The only real downside to 'I Am Steve McQueen' is that if you're a huge fan of McQueen, there's probably not a whole lot new here in terms of information or footage. However, someone who is that big of a fan will probably love this doc enough to want to own it. For the rest of us, this is a pretty well made tribute to a Hollywood legend. So no matter what your background knowledge of McQueen is, this release is solidly recommended.
The Blu-Ray: Vital Disc Stats
'I Am Steve McQueen' arrives on Blu-ray in a standard Elite keepcase, which houses the single-layer 25GB Blu-ray with no inserts. The reverse side of the keepcase slick (seen from inside the box) is a photo of McQueen's famous Mustang from the movie Bullitt, along with the main credits for the movie (as one might see on a movie poster). There are no front-loaded trailers on the disc, which goes straight to the main menu after a brief logo for Shout! Factory. The main menu consists of video footage and stills from the documentary, with menu selections running across the bottom of the screen.
The Blu-ray is Region A-locked.
'I Am Steve McQueen' is a mix of brand-new interview footage (shot digitally), footage from McQueen's film library, old interview footage, personal home movies, and various still images – both professional and private. Obviously, the new interview footage is the best looking of the lot, with the crisp detail and sharpness one would expect. However, the movie footage looks remarkably good as well, and I'm not sure there's a whole lot of difference here between what's in this documentary and the look of the actual Blu-ray release of said movie. There's an older black and white video of an interview McQueen did (of which bits and pieces are used through the documentary) that looks like it may have been cleaned up for this release. Other footage – particularly home movies – looks pretty grainy, although it's what you'd expect to see, given the source.
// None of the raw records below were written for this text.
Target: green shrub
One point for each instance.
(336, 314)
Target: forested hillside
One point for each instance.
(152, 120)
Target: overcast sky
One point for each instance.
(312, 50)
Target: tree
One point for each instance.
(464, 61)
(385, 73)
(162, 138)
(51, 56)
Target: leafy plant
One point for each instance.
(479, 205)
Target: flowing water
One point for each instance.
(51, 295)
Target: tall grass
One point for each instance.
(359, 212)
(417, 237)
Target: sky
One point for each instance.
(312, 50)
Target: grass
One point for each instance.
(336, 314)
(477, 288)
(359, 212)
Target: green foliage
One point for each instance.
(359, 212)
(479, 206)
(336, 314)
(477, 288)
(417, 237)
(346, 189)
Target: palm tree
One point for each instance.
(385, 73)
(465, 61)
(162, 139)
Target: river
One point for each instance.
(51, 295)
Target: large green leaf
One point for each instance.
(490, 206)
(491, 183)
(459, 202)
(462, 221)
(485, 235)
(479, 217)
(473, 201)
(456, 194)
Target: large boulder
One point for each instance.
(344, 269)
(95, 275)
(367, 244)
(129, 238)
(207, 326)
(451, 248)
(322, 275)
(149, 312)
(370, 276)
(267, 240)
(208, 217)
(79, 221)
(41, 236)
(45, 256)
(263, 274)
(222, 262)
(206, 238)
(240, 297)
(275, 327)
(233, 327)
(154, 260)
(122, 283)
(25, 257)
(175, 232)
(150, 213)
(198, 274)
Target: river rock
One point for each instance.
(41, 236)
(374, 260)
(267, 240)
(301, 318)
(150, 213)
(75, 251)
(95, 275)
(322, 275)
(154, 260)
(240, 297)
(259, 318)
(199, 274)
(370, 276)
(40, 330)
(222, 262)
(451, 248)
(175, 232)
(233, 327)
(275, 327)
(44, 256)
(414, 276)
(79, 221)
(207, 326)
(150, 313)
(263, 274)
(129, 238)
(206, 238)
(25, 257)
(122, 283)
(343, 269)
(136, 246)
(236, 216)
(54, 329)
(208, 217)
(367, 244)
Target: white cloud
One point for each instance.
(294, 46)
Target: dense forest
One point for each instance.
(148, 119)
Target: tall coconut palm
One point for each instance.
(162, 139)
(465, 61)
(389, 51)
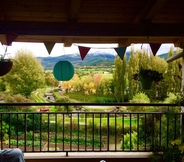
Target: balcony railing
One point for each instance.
(89, 131)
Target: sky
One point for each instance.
(39, 49)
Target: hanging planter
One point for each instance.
(63, 71)
(5, 66)
(147, 77)
(5, 63)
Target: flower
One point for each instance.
(148, 74)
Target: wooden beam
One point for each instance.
(74, 10)
(155, 8)
(92, 29)
(149, 10)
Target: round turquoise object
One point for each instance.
(63, 71)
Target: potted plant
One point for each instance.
(147, 77)
(5, 64)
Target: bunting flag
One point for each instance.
(10, 37)
(120, 51)
(49, 46)
(83, 51)
(154, 47)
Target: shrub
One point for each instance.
(139, 98)
(126, 143)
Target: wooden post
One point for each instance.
(182, 89)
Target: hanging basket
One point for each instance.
(146, 83)
(5, 67)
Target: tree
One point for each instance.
(132, 68)
(119, 78)
(50, 80)
(26, 75)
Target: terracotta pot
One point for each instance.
(5, 67)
Despite all the various pieces, the creators have done a pretty good job in making it flow together naturally, so the look of the movie isn't too jarring from one scene to the next.
In terms of any actual transfer issues, there are no obvious ones that I was able to detect. In short, this is a very nice-looking release from the folks over at Shout! Factory.
The only audio option here is an English 2.0 DTS-HD Master Audio track that more than does its job for a talking-head documentary such as this one. Even in stereo, there's not a whole lot of interplay between the two front speakers, which mostly have the same sound coming out of them, with the exception of some of the soundtrack and a few of the movie clips interspersed throughout. With that in mind, all of the new footage has crisp and clear dialogue, although some of the archival stuff from McQueen – particularly some of his interview clips – do have just a hint of muddiness and scratchiness to them. Overall, though, this is a solid track with few complaints.
Subtitles are available in English.
- McQueen's Garage (HD, 16 min.) – A big chunk of the movie is devoted to Steve McQueen's love of various modes of transportation, and this is an extended look at some material that got cut from the final version of the documentary.
- Yucatan (HD, 5 min.) – In another bit of footage that didn't make the final documentary, Steve's son, Chad, uncovers volume after volume of the screenplay, sketches, and production drawings for the unfilmed movie, 'Yucatan', which we learn Robert Downey, Jr. is now interested in producing.
- Trailer (HD, 1 min.) – The original trailer for 'I Am Steve McQueen'.
After a slow start, 'I Am Steve McQueen' turns into an interesting and worthwhile look at the life of a Hollywood icon. The most interesting stuff here, though, isn't about his movie career but about McQueen's personal life and passions. While there may not be a whole lot new that die-hard followers of McQueen will learn from this documentary, it's certainly a solid retrospective of the actor. Recommended.